Udaipur, le palais des fils du soleil

De la terrasse de l’hôtel, je contemple le lac. Des perroquets folâtrent d’un toit à l’autre en papotant, un rapace impassible tournoie au ralenti dans le ciel, plus haut, les cigognes filent vers l’horizon.
Il y a –t-il encore des crocodiles dans le lac ?


Du temps des maharajahs, les fiers rajpoutes, descendants du soleil, ils dévoraient les indésirables, les voleurs, les menteurs, les femmes infidèles, les traîtres, réels ou supposés.
Car les rajas n’étaient pas de gentils philanthropes soucieux du bonheur de leurs sujets.
Sanguinaires, avides de batailles, de conquêtes et de gloire, leur splendeur se nourrissait de la misère, de la mort, des infinies souffrances des humbles.

Le superbe palais d’Udaipur, dressé au bord des eaux et couronné de dômes, est né des mains, de la sueur et du sang des artistes, des artisans, des miséreux contraints de charrier et de bâtir.
C’est à eux que je pense et à qui je rend hommage, en parcourant les innombrables pièces, les chambres ornées de verre coloré et de miroirs, les galeries, les jardins et les cours agrémentées de colonnes.
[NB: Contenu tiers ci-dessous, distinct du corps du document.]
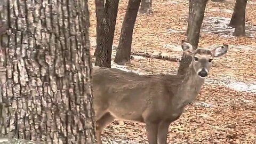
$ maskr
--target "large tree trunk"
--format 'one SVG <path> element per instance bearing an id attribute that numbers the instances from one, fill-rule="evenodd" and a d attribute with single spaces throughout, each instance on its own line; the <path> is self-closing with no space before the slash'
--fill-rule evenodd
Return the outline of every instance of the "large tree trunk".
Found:
<path id="1" fill-rule="evenodd" d="M 111 56 L 119 0 L 95 0 L 97 17 L 95 65 L 111 67 Z"/>
<path id="2" fill-rule="evenodd" d="M 152 11 L 153 0 L 141 0 L 141 4 L 139 12 L 140 13 L 151 14 Z"/>
<path id="3" fill-rule="evenodd" d="M 189 1 L 190 12 L 188 20 L 187 41 L 196 48 L 197 48 L 198 45 L 200 30 L 207 1 L 208 0 Z M 177 74 L 182 75 L 186 73 L 191 59 L 191 57 L 189 55 L 182 57 Z"/>
<path id="4" fill-rule="evenodd" d="M 95 143 L 87 1 L 2 1 L 9 30 L 0 99 L 11 103 L 1 135 Z"/>
<path id="5" fill-rule="evenodd" d="M 229 26 L 235 28 L 233 36 L 245 35 L 245 13 L 247 0 L 236 0 Z"/>
<path id="6" fill-rule="evenodd" d="M 131 57 L 132 34 L 141 0 L 129 0 L 122 26 L 118 46 L 114 62 L 124 63 Z"/>

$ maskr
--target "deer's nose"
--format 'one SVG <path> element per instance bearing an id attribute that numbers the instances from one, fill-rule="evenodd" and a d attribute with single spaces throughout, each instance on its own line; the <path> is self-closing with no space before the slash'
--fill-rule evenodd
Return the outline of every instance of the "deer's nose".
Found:
<path id="1" fill-rule="evenodd" d="M 202 77 L 205 77 L 208 75 L 208 73 L 205 70 L 202 70 L 198 72 L 198 75 Z"/>

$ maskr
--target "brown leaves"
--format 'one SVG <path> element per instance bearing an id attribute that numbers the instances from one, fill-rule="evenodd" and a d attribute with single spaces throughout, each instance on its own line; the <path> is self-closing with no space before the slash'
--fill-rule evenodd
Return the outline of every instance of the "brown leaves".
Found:
<path id="1" fill-rule="evenodd" d="M 180 45 L 181 40 L 186 39 L 184 32 L 186 29 L 188 4 L 188 1 L 182 1 L 156 0 L 153 2 L 153 14 L 138 14 L 133 30 L 133 51 L 143 53 L 165 51 L 172 56 L 181 55 L 180 52 L 164 46 L 166 44 Z M 115 45 L 118 43 L 127 2 L 120 1 Z M 89 4 L 92 24 L 90 33 L 95 37 L 95 5 L 93 1 L 90 1 Z M 205 15 L 231 18 L 234 4 L 209 2 Z M 256 5 L 249 4 L 247 7 L 249 22 L 255 25 Z M 216 10 L 214 11 L 214 9 Z M 229 11 L 225 12 L 225 9 Z M 213 60 L 214 66 L 210 77 L 220 79 L 221 76 L 232 76 L 241 80 L 255 81 L 255 37 L 201 35 L 199 46 L 228 44 L 230 47 L 226 55 Z M 231 47 L 235 45 L 242 46 Z M 174 73 L 179 65 L 178 62 L 160 59 L 135 58 L 127 66 L 129 69 L 145 73 L 159 74 Z M 170 143 L 253 143 L 253 140 L 256 139 L 255 94 L 213 84 L 206 84 L 196 102 L 188 106 L 180 118 L 171 125 L 168 134 Z M 146 143 L 145 125 L 139 123 L 115 121 L 105 129 L 103 135 L 111 139 L 130 139 Z"/>

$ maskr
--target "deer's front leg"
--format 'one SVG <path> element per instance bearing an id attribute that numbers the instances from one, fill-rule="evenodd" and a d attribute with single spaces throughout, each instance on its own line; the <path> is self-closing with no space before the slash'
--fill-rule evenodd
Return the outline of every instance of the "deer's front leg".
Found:
<path id="1" fill-rule="evenodd" d="M 162 121 L 159 124 L 157 133 L 158 144 L 167 143 L 167 134 L 170 124 L 170 122 L 166 121 Z"/>
<path id="2" fill-rule="evenodd" d="M 149 144 L 157 144 L 158 123 L 146 122 L 146 130 Z"/>

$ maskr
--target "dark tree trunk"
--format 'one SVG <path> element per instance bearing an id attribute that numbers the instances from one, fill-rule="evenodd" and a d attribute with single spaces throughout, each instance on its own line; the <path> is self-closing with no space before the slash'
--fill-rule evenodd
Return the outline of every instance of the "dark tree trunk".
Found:
<path id="1" fill-rule="evenodd" d="M 114 60 L 117 63 L 124 63 L 130 61 L 132 34 L 140 2 L 141 0 L 129 0 L 128 3 Z"/>
<path id="2" fill-rule="evenodd" d="M 112 44 L 116 27 L 119 0 L 95 0 L 97 26 L 97 46 L 94 53 L 95 65 L 101 67 L 111 67 Z"/>
<path id="3" fill-rule="evenodd" d="M 188 27 L 187 28 L 187 32 L 186 35 L 187 36 L 188 34 L 188 31 L 189 31 L 189 28 L 190 28 L 190 25 L 191 23 L 191 19 L 192 17 L 192 11 L 193 8 L 193 1 L 192 0 L 188 0 L 189 3 L 189 8 L 188 8 Z"/>
<path id="4" fill-rule="evenodd" d="M 245 13 L 247 0 L 236 0 L 229 26 L 235 28 L 233 36 L 245 35 Z"/>
<path id="5" fill-rule="evenodd" d="M 87 1 L 0 3 L 9 29 L 0 99 L 11 102 L 0 138 L 95 143 Z"/>
<path id="6" fill-rule="evenodd" d="M 141 0 L 141 4 L 139 12 L 140 13 L 151 14 L 152 11 L 152 1 L 153 0 Z"/>
<path id="7" fill-rule="evenodd" d="M 204 19 L 204 11 L 207 0 L 190 0 L 190 14 L 188 21 L 187 41 L 195 47 L 198 45 L 200 30 Z M 190 15 L 189 14 L 189 15 Z M 187 55 L 182 57 L 178 70 L 178 75 L 185 74 L 189 66 L 191 58 Z"/>
<path id="8" fill-rule="evenodd" d="M 225 0 L 212 0 L 212 2 L 223 2 Z"/>
<path id="9" fill-rule="evenodd" d="M 188 31 L 188 41 L 197 48 L 200 30 L 204 19 L 204 11 L 208 0 L 194 0 L 193 2 L 191 15 L 188 21 L 190 21 L 189 30 Z"/>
Sur les peintures, délicates miniatures typiques du Rajasthan, j’observe les détails des vêtements et des attitudes.

J’admire le talent des artistes, ployés durant des heures sur leurs tables de travail pour peindre, avec une incroyable précision, des scènes religieuses ou quotidiennes : audience royale, bataille, chasse au tigre : deux fauves coincés dans une faille de la forêt par des centaines de serviteurs et le maharaja, assis, bien en sécurité sur son éléphant qui vise et tire. Pan ! Pan ! Deux tigres en moins !
Aujourd’hui, sur l’ensemble du territoire indien il n’en reste que 1700.

Exquis raffinement de la dentelle de pierre des moucharabiehs.
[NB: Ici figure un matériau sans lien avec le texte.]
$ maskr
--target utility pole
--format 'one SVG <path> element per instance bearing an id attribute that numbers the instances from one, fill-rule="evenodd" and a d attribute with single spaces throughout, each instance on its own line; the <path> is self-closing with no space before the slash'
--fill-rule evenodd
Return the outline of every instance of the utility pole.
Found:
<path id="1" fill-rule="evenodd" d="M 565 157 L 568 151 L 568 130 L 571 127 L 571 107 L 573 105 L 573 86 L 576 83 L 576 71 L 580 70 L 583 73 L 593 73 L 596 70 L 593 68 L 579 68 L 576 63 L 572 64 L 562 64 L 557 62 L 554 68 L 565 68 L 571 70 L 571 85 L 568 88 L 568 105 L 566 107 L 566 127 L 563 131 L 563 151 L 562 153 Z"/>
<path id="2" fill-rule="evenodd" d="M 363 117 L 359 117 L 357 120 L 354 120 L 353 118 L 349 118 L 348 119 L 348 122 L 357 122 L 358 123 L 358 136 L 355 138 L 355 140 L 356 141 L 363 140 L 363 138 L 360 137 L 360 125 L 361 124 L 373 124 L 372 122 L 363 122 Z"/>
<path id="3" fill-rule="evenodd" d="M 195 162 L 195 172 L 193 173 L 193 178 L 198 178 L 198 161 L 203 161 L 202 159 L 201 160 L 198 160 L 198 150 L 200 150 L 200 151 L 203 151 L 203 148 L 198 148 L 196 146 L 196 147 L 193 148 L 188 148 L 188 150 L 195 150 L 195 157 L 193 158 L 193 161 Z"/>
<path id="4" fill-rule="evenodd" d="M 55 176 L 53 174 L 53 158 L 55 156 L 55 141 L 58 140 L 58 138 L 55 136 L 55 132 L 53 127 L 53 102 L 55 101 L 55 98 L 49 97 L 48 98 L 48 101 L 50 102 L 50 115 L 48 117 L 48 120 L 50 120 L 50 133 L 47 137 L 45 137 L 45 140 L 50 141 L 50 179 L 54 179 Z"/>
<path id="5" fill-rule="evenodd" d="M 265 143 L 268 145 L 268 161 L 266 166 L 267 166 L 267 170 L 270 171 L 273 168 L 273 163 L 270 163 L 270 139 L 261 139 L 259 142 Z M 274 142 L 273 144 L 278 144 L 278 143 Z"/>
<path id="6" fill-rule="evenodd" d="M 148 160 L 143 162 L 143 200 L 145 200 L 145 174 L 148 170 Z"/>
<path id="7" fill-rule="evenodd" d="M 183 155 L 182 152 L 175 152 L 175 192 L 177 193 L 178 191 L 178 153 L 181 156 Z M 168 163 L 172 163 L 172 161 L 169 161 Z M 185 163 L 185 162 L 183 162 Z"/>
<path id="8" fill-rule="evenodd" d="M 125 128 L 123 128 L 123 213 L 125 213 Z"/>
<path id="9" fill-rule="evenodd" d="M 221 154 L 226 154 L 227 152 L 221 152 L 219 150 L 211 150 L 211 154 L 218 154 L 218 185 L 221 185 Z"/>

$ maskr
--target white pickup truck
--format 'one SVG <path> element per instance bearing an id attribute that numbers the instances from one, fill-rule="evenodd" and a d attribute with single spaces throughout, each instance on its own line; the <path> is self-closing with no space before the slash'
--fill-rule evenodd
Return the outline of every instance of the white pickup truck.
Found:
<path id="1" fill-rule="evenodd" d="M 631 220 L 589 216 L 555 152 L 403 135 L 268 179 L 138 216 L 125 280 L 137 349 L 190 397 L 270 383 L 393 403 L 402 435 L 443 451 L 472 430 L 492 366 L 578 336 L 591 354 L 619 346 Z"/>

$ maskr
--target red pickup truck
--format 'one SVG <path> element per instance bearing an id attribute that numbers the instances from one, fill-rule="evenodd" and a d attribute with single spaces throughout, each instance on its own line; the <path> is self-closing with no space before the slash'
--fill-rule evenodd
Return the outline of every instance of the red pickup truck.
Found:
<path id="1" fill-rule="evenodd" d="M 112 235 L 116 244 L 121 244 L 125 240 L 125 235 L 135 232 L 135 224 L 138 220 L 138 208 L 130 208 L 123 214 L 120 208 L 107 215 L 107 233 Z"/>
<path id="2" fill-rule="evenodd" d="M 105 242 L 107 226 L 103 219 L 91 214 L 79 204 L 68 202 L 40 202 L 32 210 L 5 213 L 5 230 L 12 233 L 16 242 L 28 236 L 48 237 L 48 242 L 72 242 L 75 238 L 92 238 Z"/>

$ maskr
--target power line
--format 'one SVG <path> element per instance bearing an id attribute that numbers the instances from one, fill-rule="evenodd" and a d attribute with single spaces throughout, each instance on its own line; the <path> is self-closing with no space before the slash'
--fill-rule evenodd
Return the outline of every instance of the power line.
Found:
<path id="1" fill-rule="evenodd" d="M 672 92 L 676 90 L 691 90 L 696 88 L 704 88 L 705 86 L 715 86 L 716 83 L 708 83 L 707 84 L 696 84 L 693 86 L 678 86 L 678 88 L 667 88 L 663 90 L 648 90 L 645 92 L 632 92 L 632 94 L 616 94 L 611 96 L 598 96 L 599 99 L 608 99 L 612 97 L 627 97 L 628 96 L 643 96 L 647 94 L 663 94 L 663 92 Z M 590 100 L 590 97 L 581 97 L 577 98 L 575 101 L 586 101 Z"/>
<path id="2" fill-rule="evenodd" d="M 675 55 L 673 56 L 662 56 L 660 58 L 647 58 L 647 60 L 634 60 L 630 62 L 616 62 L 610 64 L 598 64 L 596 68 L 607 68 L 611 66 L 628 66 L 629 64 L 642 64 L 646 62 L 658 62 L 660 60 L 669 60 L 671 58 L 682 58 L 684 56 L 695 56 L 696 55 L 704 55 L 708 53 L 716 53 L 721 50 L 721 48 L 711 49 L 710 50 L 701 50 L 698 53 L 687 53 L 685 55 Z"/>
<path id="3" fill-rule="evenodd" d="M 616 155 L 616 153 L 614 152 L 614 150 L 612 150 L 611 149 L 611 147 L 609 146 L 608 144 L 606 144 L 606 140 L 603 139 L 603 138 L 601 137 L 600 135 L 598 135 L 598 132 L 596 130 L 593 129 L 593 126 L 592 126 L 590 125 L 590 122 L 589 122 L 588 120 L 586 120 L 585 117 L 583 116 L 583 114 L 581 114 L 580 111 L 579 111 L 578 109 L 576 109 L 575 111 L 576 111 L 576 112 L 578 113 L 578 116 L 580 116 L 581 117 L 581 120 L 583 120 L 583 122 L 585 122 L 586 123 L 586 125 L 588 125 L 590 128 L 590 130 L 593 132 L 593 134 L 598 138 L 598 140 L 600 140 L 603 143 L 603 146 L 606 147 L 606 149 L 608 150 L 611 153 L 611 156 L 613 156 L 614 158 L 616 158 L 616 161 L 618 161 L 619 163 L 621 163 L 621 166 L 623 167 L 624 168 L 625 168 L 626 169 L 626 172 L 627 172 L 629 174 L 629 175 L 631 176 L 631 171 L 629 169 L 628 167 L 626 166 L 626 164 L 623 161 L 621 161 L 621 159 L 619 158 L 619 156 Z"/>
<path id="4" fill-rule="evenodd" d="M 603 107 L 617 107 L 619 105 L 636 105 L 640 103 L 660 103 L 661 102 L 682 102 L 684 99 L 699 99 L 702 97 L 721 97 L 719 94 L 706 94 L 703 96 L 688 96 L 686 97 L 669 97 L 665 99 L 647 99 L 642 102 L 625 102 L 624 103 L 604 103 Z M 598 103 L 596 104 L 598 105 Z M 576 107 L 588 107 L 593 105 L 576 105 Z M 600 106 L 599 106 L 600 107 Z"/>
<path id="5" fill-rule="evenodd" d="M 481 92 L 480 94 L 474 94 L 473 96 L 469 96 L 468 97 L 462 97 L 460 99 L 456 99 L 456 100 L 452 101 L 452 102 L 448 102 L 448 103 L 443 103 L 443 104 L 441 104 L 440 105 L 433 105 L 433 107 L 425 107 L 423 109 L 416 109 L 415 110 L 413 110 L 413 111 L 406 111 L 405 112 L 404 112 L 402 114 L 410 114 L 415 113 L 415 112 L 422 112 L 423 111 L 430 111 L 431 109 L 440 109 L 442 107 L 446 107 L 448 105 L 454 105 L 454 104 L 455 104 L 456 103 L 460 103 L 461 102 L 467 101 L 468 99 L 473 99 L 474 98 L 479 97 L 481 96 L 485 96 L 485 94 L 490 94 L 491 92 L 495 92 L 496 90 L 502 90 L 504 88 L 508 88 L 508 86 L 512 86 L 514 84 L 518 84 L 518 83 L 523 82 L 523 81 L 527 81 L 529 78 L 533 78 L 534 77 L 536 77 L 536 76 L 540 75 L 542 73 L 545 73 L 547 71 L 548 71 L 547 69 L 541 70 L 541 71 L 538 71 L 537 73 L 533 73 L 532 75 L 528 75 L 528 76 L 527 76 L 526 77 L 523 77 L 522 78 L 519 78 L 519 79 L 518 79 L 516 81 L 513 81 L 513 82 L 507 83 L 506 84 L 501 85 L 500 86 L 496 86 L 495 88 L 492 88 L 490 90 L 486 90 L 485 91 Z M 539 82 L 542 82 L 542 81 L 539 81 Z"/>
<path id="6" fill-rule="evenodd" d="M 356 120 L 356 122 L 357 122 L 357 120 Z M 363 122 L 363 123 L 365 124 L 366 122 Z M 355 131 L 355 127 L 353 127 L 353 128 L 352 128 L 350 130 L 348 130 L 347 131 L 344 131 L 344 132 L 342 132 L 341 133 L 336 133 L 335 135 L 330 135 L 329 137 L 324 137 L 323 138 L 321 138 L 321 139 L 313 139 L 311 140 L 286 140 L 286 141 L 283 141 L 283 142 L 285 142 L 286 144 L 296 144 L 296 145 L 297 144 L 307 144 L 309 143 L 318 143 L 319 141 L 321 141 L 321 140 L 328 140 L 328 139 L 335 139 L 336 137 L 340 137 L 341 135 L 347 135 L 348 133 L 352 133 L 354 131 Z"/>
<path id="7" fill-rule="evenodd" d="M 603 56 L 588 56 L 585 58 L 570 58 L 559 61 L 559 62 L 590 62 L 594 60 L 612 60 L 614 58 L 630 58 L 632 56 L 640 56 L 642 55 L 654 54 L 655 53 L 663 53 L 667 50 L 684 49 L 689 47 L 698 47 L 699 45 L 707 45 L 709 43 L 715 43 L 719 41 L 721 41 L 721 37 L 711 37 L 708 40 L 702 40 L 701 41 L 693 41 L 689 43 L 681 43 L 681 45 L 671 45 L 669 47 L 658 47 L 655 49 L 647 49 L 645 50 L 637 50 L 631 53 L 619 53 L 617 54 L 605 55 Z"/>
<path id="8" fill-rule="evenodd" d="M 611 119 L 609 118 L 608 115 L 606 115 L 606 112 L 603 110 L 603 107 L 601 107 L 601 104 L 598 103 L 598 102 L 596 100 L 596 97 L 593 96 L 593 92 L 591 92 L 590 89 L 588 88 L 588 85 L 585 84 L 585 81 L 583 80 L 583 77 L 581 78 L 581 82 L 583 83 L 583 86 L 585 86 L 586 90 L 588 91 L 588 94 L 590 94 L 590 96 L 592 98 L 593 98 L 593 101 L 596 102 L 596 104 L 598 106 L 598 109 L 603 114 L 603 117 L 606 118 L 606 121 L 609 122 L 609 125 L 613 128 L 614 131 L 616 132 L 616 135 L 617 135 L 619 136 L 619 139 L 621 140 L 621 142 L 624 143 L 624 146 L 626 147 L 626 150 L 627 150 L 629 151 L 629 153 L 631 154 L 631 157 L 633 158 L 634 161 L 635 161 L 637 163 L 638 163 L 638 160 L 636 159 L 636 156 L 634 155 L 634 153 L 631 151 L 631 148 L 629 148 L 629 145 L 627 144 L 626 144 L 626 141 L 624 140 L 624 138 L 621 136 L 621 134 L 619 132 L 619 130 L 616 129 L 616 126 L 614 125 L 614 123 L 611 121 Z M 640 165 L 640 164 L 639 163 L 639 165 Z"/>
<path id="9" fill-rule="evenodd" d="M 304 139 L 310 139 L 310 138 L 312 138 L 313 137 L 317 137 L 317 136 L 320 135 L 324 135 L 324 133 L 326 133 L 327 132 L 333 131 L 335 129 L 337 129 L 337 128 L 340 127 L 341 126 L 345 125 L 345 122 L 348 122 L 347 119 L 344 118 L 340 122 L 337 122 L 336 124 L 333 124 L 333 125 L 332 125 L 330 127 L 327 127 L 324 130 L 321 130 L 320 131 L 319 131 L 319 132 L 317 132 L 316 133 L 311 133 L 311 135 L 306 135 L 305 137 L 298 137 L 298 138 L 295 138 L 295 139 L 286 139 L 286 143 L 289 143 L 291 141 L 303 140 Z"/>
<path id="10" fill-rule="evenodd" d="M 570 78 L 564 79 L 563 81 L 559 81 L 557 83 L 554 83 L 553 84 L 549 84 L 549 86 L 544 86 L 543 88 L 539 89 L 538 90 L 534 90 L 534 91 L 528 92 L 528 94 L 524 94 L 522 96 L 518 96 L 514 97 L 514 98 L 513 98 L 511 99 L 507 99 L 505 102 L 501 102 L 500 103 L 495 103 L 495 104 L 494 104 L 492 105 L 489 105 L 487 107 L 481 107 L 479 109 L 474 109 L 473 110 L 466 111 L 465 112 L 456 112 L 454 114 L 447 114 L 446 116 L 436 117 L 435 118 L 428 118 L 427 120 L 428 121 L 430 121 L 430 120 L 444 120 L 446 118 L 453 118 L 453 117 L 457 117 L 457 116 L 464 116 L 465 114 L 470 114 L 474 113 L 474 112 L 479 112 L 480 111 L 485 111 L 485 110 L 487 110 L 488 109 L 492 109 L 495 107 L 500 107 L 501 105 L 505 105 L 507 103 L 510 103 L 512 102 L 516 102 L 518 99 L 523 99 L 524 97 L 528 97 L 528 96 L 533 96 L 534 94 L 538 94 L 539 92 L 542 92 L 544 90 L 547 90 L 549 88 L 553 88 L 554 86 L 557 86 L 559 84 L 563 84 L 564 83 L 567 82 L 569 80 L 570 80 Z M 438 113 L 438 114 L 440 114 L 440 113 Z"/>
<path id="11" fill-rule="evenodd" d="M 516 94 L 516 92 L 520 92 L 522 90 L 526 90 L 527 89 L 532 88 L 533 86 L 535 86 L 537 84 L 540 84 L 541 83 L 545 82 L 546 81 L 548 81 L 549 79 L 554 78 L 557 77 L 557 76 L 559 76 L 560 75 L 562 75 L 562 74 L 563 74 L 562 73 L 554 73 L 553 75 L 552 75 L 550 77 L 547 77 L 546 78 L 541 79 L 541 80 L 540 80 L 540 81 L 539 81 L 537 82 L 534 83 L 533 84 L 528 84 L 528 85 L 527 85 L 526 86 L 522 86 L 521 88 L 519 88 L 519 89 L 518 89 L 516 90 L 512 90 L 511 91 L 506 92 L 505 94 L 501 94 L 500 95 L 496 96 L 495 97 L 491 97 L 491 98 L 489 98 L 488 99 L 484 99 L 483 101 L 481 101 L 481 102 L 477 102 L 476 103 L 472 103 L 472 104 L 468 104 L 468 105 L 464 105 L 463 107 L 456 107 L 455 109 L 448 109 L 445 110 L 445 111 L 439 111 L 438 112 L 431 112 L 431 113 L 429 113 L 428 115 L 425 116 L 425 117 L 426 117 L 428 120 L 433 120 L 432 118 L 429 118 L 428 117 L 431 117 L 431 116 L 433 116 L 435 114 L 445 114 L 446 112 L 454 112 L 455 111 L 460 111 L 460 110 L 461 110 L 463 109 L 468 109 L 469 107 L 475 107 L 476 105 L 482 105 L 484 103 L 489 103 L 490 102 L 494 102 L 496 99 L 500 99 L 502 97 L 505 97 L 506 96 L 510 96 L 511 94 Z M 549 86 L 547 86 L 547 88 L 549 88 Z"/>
Délicate cruauté, le moucharabieh permettait aux femmes, recluses dans le zénana, de voir sans être vues, d’observer, non pas la rue mais la cour du château et les eaux du lac.
Des centaines, des milliers de femmes prisonnières.

Si les premières épouses et les favorites, les mères des princes, jouissaient de certains avantages, participant parfois à la gouvernance du royaume et vivant dans un luxe inouï, entourées de servantes, les innombrables concubines, fillettes raflées dans les campagnes, ou prises de guerre, caprices d’un soir d’un souverain, dépérissaient la vie entière derrière les murs du palais, dans la promiscuité et l’oubli.
Soumises aussi aux volontés politiques des souveraines. Au XIVème siècle, pour sauver le royaume de Chittorgarh des attaques mogholes, la reine Rani Padmini Karnawati, entrainant à sa suite des milliers de femmes, concubines, courtisanes, épouses de guerriers et servantes se jeta dans un brasier. Ce sacrifice porte un nom : le johar.
Il fut reproduit au XVIème siècle, deux fois. Dix mille femmes, puis treize mille se précipitèrent dans les flammes. Ce qui n’empêcha pas Akbar de gagner la bataille et de saccager le fort. Pendant que leurs épouses grillaient, les guerriers rajpoutes combattaient, jusqu’à la mort.
Un seul a survécu, Udai, le maharana. Dès le début de la bataille finale, escorté par ses plus fidèles serviteurs et accompagné d’éléphants et de chameaux chargés d’or, il s’est sauvé.
Et il a fondé Udaipur.
Ses sujets se sont sacrifiés pour rien.

A nouveau, pour construire un palais éblouissant, symbole d’une hypothétique gloire (usurpée en fait), le roi a exploité la force de travail des pauvres.

Détruit des hectares et des hectares de forêt, contribuant au bouleversement de l’écosystème du Rajasthan en amplifiant les zones désertiques, provoquant la famine, l’exode des populations.
Des régions entières ont été déboisées pour cuire les céramiques bleues qui ornaient les façades des palais, les briques, la chaux, pour sculpter des poutres, des colonnes, les meubles.
Pour alimenter les bûchers mortuaires aussi, des tonnes de d’arbres, partis en fumée et dont les cendres se mêlaient à celles des humains.

Tout beau soit-il, ce palais d’Udaipur ne m’évoque pas la magnificence, l’intelligence ou le génie humain mais la vanité, l’orgueil, la cruauté.

Au même titre que Versailles, il symbolise l’oppression et l’injustice. Il témoigne de la folie des puissants. Celle dont le peuple, toujours, doit se protéger.